Bunu yapabilir miyiz? Aslında yapabilmek konusunda iyi bir yol aldık. Ama karşılıklı hatalar sebebiyle birdenbire şirazeyi kaçırıp yüzümüze gözümüze bulaştırdık. Özellikle Suriye meselesinde, devletimiz birden paniğe kapıldı. Sanki Kürtler oracıkta hemen devlet kuracak, sonra Irak Kürdistan’ı ile birleşecek ve ardından Türkiye’den toprak talebinde bulunacaktı. Oysa Kürtlerin yaptığı, dağılan ve bir daha asla çivisi tutmayacak Suriye’de, kanları ve canları pahasına bir yaşam alanı inşa etmekti. Birkaç yıldır egemenlikleri altında bulunan topraklardan, fiili eylem bir yana, Türkiye aleyhine bir tek söz söylemediler. Türkiye ve Suriye arasındaki 911 km’lik sınırın 550 km’si ellerinde ve buralar Suriye cehennemi içinde en güvenli hat olarak kabul edilmekte. Amasya’da imzalanan İkinci Protokol’de, Osmanlı devletinin “tasavvur ve kabul edilen hududu[nun], Türk ve Kürtlerle meskûn araziyi ihtiva eylediği” söyleniyordu. Türkiye, ayrısı gayrısı olmayan Türk ve Kürtlerin devleti olarak, Kürdün meskûn olduğu arazinin IŞİD canileri tarafından işgaline müsaade etmemeliydi.
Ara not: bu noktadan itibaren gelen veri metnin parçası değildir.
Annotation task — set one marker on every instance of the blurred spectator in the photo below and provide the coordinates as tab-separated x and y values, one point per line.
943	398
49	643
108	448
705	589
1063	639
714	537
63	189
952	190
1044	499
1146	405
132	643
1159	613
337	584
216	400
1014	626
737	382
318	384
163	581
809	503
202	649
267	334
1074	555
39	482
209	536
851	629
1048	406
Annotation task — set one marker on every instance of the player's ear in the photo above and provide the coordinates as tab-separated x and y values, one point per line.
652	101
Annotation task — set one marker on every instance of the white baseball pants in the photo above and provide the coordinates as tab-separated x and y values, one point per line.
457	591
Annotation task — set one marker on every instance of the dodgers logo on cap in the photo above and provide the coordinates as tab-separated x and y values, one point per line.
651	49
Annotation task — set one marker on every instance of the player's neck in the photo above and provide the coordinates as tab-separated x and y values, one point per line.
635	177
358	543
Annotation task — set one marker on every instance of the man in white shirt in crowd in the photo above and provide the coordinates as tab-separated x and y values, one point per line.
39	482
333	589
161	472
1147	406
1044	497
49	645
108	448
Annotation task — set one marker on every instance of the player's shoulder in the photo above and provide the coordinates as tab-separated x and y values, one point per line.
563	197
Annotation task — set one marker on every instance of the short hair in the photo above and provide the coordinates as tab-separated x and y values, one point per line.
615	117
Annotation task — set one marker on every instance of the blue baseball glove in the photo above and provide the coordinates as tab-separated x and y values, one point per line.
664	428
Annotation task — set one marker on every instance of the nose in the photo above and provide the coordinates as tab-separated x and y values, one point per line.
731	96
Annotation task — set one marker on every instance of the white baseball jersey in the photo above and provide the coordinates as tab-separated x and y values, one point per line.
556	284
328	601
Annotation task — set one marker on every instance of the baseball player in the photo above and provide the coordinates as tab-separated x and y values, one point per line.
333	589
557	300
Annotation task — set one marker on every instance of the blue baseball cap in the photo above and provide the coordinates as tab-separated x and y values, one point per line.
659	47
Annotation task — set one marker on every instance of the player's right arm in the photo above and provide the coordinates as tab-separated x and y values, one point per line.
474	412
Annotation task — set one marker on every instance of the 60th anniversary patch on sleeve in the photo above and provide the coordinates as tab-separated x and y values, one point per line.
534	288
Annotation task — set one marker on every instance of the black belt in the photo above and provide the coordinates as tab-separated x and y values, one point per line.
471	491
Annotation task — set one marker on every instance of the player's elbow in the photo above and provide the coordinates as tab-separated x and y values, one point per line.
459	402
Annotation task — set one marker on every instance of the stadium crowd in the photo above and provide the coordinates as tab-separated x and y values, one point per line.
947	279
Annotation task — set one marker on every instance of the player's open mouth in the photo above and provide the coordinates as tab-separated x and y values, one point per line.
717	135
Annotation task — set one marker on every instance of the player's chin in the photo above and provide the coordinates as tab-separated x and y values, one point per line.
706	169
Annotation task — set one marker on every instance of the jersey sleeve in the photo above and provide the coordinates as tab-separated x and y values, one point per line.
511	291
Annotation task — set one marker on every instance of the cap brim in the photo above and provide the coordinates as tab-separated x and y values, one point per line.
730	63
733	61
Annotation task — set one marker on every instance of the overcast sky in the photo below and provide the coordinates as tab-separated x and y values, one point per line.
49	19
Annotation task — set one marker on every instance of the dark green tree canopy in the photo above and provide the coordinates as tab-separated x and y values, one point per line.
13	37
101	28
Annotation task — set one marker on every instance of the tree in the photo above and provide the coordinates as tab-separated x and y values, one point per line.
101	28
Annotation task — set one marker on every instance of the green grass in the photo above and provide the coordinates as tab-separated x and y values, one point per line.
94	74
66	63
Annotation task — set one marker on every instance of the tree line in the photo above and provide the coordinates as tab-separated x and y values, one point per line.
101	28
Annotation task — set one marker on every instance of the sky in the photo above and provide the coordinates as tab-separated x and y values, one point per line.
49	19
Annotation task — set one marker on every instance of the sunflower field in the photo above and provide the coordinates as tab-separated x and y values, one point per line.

Ortadoğu’da Kürtler ve İranlılar ile Kürtler ve Araplar arasındaki sınır hattı her zaman belli olmuştur. İran Kürdistanı 1639 Kasr-i Şirin antlaşmasında ne halde ise, bugün aynı durumdadır. Ziya Gökalp, Kürtler ve Araplar arasındaki sınırı dağ ve çöl ayrımına dayandırıyor; Kürtlerin sınırını dağlık alanlardan başlatıyordu. Ancak Türk ve Kürt arasına sınır çizmek gerçekten de mümkün değildir. En az on milyon Kürt’ün Türkiye’nin batısında yaşadığı bir ortamda, Türkü ve Kürt’ü nasıl ayırabiliriz? Kürtler bir değil 77 devlet de kursa, yine Türklerle iç içe ve yan yana yaşayacaklardır.
Peki, yarın Suriye üç parçaya bölünür ve oradaki Kürtler, üzerinde yaşadıkları topraklarla, özerk veya federal bir bağla Türkiye ile birleşirse, bundan kim kârlı çıkar? Ya da IŞİD bütün Kürt topraklarını alıp, Baas rejiminin de dediği gibi, “bunlar muhacir, zaten Türkiye’den geldi” diyerek 3 – 3.5 milyon Kürt’ü Türkiye’ye sürse ne olur?
Türkiye, Kürtlerle yeni bir toplumsal sözleşmeyi hayata geçirmeye hazır olduğunda, hem içeride hem de sınırlarının dışında, Kürt meselesinde gerçek anlamda bir insiyatif alabilecektir.